Here’s what a free copy of Mark Twain’s classic The Adventures of Tom Sawyer looks like under the new plain text formatting. Note that Google is using optical character recognition software to produce this format, so there are a few spelling glitches:
Further comments from around the web:
jkOnTheRun points out one flaw in the new Google mobile format: “There’s also the offline factor: you can’t read the titles in Google’s library without a connection. Commercial platforms only need a connection to initially download content.”
Marshall Kilpatrick at ReadWriteWeb is perusing the available non-fiction: “The business and economics section is a charming selection of very old books. You have to remember that only works old enough to be in the public domain can be viewed in full for free, but if you can accept that then there’s lots of fun to be had.”

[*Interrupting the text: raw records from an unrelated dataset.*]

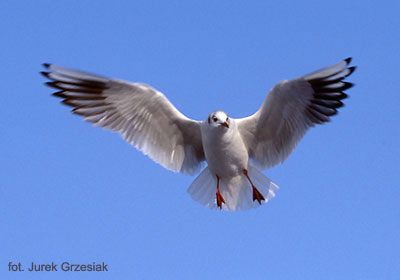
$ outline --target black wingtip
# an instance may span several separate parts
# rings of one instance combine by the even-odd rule
[[[346,61],[347,64],[350,64],[350,62],[351,62],[352,59],[353,59],[352,57],[348,57],[348,58],[346,58],[344,61]]]
[[[49,78],[49,72],[45,72],[45,71],[41,71],[40,74],[42,74],[43,76],[45,76],[46,78]]]

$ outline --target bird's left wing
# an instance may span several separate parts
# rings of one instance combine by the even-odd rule
[[[343,81],[355,70],[350,61],[278,83],[254,115],[237,120],[256,166],[266,169],[283,162],[310,127],[330,121],[347,97],[343,91],[353,86]]]
[[[112,131],[165,168],[188,174],[204,160],[200,122],[180,113],[159,91],[53,64],[41,72],[53,95],[84,120]]]

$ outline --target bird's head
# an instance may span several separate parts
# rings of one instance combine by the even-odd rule
[[[230,119],[224,111],[214,111],[208,115],[208,124],[211,127],[219,127],[228,129],[230,125]]]

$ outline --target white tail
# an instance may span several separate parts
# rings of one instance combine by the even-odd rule
[[[267,203],[275,196],[275,192],[279,189],[278,185],[250,165],[247,171],[254,186],[265,198],[262,204]],[[253,201],[253,190],[244,174],[228,180],[221,178],[219,189],[226,202],[222,204],[224,210],[247,210],[260,206],[257,201]],[[217,178],[206,167],[187,191],[193,200],[209,208],[216,208],[216,190]]]

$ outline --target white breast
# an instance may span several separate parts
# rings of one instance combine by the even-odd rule
[[[213,128],[204,122],[201,134],[205,157],[214,175],[235,177],[247,169],[249,155],[233,119],[228,129]]]

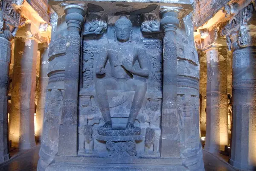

(AMP adds: A bit too much is being made of the Google plain text library for mobile phones. This is mainly out-of-copyright stuff and I would say that the few tens of thousands of such books that people most want to read, like Tom Sawyer, have long been available from other sources like Manybooks.net in formats that work with Kindles, iPhones etc. This horrid PCWorld coverage doesn’t even mention that the Google books are limited to out-of-copyright)
Russell Buckley on Mobhappy says the book search needs better…search: “Anyway, back to Book Search. Strangely, given the parent of the project, the one main criticism I have of it is that it’s actually not very good for ummm…searching for a book – or displaying its wares for discovery either.”